Petugas Kepolisian Resor Asahan yang mendapat laporan dari seorang pengusaha SPBU di Kecamatan Air Joman, langsung melakukan penangkapan terhadap Oknum Ketua salah satu Organisasi Kepemudaan (OKP) di Kecamatan Air Joman, yang bernama Ali Usman Sitorus (27).

Kapolres Asahan AKBP Faisal F. Napitupulu, S.I.K., M.H. menjelaskan kronologis kejadian bermula saat tersangka Ali Usman Sitorus (27) mengirimkan surat pemberitahuan untuk melakukan aksi unjuk rasa ke SPBU PT. Aknur Mandiri, yang berada di jalan Protokol Lingkungan VIII Kelurahan Binjai Serbangan Kecamatan Air Joman Kabupaten Asahan Sumatera Utara.

Surat tersebut dikirimkan pada tanggal 25 Oktober 2019, dengan tujuan ingin menutup SPBU tersebut karena pelaku menuding SPBU tidak memiliki ijin.

“Usai mengirimkan surat tersebut, pada tanggal 27 Oktober 2019 pelaku kemudian meminta uang sebesar Rp. 2.000.000,- kepada pengusaha SPBU, dengan alasan untuk membatalkan rencana aksi unjuk rasa. Saat itu korban masih memberikan sejumlah uang yang diminta oleh pelaku”, kata Faisal saat menggelar temu pers di Polres Asahan, Rabu (06/11/2019).

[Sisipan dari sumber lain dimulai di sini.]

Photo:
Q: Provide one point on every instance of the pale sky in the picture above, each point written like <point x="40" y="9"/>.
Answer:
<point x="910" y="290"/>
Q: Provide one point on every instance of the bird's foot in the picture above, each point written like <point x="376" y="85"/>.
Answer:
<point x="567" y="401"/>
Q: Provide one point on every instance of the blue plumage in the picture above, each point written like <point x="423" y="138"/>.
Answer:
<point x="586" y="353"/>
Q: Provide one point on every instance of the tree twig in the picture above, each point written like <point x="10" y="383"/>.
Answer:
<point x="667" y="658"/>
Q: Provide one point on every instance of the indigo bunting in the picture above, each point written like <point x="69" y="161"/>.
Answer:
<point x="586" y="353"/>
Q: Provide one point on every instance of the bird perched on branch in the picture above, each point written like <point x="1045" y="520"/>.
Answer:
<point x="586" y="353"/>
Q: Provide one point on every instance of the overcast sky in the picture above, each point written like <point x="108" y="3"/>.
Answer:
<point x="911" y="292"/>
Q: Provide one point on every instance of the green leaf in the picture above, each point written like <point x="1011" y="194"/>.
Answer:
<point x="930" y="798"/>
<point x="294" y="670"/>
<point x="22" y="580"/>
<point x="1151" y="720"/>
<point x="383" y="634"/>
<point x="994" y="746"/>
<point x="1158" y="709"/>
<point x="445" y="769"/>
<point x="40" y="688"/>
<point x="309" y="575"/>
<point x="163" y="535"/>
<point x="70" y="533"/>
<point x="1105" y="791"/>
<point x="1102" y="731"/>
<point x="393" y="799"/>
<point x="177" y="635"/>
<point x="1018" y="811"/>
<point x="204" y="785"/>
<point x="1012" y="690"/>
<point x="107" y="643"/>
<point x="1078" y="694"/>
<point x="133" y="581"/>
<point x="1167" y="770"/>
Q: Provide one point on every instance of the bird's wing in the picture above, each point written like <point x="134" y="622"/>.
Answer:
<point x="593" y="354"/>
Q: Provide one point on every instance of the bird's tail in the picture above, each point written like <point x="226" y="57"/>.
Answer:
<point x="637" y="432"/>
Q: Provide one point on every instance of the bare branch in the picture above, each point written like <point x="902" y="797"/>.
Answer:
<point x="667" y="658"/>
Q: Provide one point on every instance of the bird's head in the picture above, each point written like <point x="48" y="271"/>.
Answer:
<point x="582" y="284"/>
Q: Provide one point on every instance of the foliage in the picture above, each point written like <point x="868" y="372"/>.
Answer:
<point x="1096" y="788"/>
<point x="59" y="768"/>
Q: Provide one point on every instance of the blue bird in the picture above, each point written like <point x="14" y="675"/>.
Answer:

Kemudian pada tanggal 03 November 2019, pelaku kembali mengirimkan surat pemberitahuan aksi unjuk rasa ke SPBU PT. Aknur Mandiri tersebut dengan membawa nama Organisasi Kepemudaan yang diketuai nya di Kecamatan Air Joman.

“Kemudian pada tanggal 5 November 2019, pelaku yang juga mengaku sebagai mahasiwa Fakultas Hukum di salah satu Perguruan Tinggi di Kabupaten Asahan ini kembali menghubungi korban dan meminta uang sebesar Rp. 1.500.000.00,- untuk pembatalan aksi serta dan untuk uang kuliah nya”, ungkap Kapolres didampingi Waka Polres Kompol M. Taufik dan Kasat Reskrim AKP Ricky Pripurna Atmaja, S.I.K.

Korban yang merasa keberatan, saat itu juga langsung membuat Laporan Polisi ke Polres Asahan. Malam hari nya pelaku kembali menghubungi korban dan mengatakan akan datang ke SPBU untuk mengambil uang. Saat pelaku datang dan mengambil uang, Petugas Kepolisian langsung melakukan penangkapan dan membawanya ke Polres Asahan untuk di mintai keterangan.

“Hasil penyidikan sementara diketahui pelaku sudah 2x melakukan pemerasan dan menerima uang dari pengusaha SPBU tersebut. Pada bulan Oktober 2019, pelaku menerima uang sebesar Rp. 1.800.000,- . Kemudian yang kedua pada tanggal 05 November 2019, pelaku menerima uang sebesar Rp. 2.000.000,- “, jelas Faisal.

Dari tersangka, Polisi menyita barang bukti uang tunai sebesar Rp. 1.500.000,- , 1 unit handphone, 1 unit laptop dan 2 lembar surat pemberitahuan aksi unjuk rasa dari organisasi kepemudaan. Pelaku akan dijerat dengan Pasal 368 Junto Pasal 335 ayat (1) KUHP, dengan ancaman hukuman penjara 9 tahun.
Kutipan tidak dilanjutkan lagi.